Thanks in advance because I have a little desperate situation here.


----------



## MisterMe (Sep 3, 2012)

You are still fixated on the adapter. However, you say that your Mac recognizes the monitor. This means that the adapter that you have is doing its job. Perhaps, you need to look at the monitor. Is the monitor set to display video from its DisplayPort?


----------



## krianz (Sep 3, 2012)

Hi MisterMe

Thanks for the answer. I obviously know that the issue is with the monitor. 

There is a long history of problems with the Display port in Dell monitors, working with Macbooks or even with PC's. There are lots of diferent problems, but all of them consist in issues with the Display Port and Safe mode - like there was no signal going in, etc...the monitor sleeps and don't "wake up".

The problem is that Dell doesn't recognize that. As I have bought the monitor as a company, they are not legally forced to give my money back (because it was the first thing that I want to do).

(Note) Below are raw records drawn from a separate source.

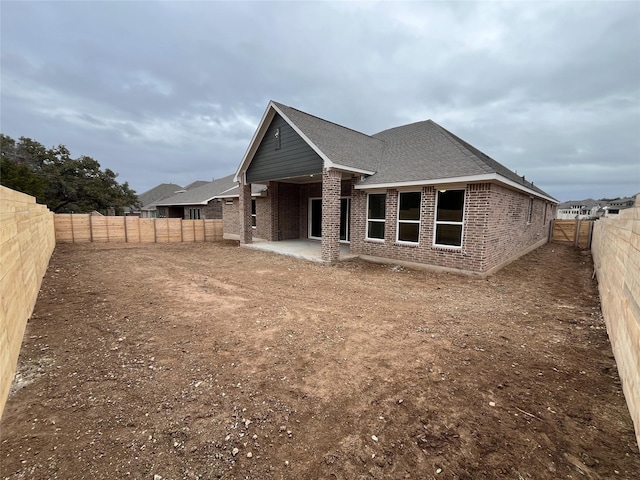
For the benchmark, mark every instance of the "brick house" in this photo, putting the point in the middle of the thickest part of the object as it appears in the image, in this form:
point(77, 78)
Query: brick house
point(414, 193)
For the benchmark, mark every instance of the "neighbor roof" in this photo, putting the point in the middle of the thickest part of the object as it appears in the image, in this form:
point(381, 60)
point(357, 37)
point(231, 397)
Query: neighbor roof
point(200, 195)
point(158, 192)
point(224, 187)
point(414, 154)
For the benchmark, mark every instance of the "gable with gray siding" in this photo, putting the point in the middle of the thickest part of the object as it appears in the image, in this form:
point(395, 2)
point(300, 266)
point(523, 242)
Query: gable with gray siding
point(293, 158)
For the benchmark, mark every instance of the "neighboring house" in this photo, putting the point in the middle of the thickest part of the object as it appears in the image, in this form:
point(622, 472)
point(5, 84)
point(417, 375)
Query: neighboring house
point(578, 209)
point(592, 209)
point(199, 202)
point(613, 207)
point(149, 198)
point(414, 193)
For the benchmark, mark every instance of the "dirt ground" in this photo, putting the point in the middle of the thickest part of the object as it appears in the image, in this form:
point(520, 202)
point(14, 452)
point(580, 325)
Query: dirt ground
point(214, 361)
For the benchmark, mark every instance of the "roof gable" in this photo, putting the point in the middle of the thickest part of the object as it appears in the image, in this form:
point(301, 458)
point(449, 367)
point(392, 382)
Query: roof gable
point(418, 153)
point(282, 154)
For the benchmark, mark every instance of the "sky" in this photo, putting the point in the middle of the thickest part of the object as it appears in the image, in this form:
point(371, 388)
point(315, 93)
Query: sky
point(172, 92)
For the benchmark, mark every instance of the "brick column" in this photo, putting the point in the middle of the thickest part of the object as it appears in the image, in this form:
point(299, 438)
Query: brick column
point(274, 227)
point(331, 183)
point(246, 232)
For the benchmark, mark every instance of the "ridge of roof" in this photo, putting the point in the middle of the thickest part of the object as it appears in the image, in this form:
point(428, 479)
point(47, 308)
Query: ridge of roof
point(494, 165)
point(280, 105)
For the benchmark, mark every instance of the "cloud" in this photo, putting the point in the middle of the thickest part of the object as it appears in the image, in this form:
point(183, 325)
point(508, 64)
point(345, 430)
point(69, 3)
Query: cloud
point(173, 91)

The basic stuff about how is set the monitor I'm 99,9% sure that is ok. I mean, with an VGA signal, the monitor works fine, but It can't not have maximum resolution. And I have not read any problem with the DVI-D port, and because of this I am investigating different solutions. I don't want to buy a (really expensive) adapter at all but...


----------



## DeltaMac (Sep 3, 2012)

If Mini DisplayPort to DisplayPort does not work for you, then
there's several different choices for other possible adapters...
Mini DisplayPort (MDP) to HDMI
MDP to DVI - you'll need the dual-link DVI adapter to get full resolution.
Here's one for considerably less than the Apple-branded one: http://www.monoprice.com/products/p...=10428&cs_id=1042802&p_id=6904&seq=1&format=2


----------



## flashKA (Mar 25, 2020)

Hi guys.

I just wanted to connect Dell U2711 to MacBook Pro/Air and I have the same situation us @krianz

My macbook recognize the display and resolution but can't wake up the monitor. Even I can't turn him on. Look @ the screenshot:






I'm trying to connect with thunderbolt to hdmi cable.

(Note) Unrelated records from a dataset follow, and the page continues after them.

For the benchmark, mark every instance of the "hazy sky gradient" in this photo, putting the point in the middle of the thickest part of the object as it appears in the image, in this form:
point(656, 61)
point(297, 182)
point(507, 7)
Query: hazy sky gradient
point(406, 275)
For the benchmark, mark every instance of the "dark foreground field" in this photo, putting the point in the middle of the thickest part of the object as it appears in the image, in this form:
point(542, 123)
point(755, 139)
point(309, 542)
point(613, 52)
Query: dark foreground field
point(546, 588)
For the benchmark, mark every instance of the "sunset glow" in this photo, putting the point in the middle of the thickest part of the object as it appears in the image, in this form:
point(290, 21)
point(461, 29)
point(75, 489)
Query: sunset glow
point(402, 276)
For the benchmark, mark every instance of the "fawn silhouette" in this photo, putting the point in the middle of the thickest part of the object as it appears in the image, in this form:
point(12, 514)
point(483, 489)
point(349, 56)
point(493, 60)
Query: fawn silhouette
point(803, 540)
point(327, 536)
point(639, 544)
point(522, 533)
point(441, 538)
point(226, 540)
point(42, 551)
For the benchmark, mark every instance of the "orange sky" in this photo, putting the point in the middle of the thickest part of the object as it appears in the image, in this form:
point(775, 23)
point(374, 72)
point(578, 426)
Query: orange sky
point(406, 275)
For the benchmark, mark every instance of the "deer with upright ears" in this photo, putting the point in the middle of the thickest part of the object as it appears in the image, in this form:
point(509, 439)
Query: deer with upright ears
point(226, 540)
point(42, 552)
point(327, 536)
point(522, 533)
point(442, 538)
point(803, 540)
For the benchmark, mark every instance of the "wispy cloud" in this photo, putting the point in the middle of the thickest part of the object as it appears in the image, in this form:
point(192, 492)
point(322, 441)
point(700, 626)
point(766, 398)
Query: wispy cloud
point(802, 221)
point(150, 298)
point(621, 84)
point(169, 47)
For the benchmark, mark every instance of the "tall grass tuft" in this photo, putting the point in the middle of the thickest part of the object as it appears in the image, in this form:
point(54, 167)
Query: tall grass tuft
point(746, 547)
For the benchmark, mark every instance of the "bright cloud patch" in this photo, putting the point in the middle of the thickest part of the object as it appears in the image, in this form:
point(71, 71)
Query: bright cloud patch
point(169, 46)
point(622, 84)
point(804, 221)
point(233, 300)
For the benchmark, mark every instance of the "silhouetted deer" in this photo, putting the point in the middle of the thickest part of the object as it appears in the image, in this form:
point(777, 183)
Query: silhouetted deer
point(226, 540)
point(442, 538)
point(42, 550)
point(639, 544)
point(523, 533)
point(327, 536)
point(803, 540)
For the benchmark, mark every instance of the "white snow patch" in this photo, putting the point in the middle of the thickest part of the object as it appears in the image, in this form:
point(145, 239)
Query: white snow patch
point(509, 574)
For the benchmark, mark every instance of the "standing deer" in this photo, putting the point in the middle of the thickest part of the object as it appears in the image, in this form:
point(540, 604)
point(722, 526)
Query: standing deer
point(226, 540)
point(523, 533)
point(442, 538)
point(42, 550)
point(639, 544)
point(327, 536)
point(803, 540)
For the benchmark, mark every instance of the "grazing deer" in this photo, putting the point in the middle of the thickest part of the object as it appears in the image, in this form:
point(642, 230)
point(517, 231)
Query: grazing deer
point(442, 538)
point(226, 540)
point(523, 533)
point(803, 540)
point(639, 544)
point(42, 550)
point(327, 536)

 Did you found solution for this problem guys ?Really appreciate any paths to resolve it.
Thx in advance!


----------



## DeltaMac (Mar 25, 2020)

I think your best choice for a connection would be Thunderbolt (USB-C?) to DisplayPort.
I don't know which MacBook Pro you have, so thunderbolt could be either Mini DisplayPort-type, or USB-C-type connector.


----------



## flashKA (Mar 26, 2020)

DeltaMac said:


> I think your best choice for a connection would be Thunderbolt (USB-C?) to DisplayPort.
> I don't know which MacBook Pro you have, so thunderbolt could be either Mini DisplayPort-type, or USB-C-type connector.



Thank you for answer.
I'm using Mini DisplayPort to HDMI : 



I'm trying to connect MacBook Pro 2012 and MacBook Air 2015 11"
But the dell can't wake up. Have you seen my screenshoot in post before?  Any idea how to do it ?


----------



## DeltaMac (Mar 26, 2020)

Yes, try to use a connection that does NOT use HDMI, just as a test.
Quite often, the best choice (and you have several other connections) is to use mini DisplayPort (on your Mac) to DisplayPort (on your display)
Will it help? Maybe -- it's worth the try.


----------



## flashKA (Mar 26, 2020)

So, at first i've tried with that cable :



also without positive results :/ 
then I bought Mini DisplayPort to HDMI. And nothing changed....


----------



## DeltaMac (Mar 26, 2020)

Your picture shows a mDP to VGA adapter, which even if that helped, would leave you with much less than the native resolution, and VGA is analog, so the image would not be sharp.
(If you can, be sure to try a mini DisplayPort to DisplayPort cable...)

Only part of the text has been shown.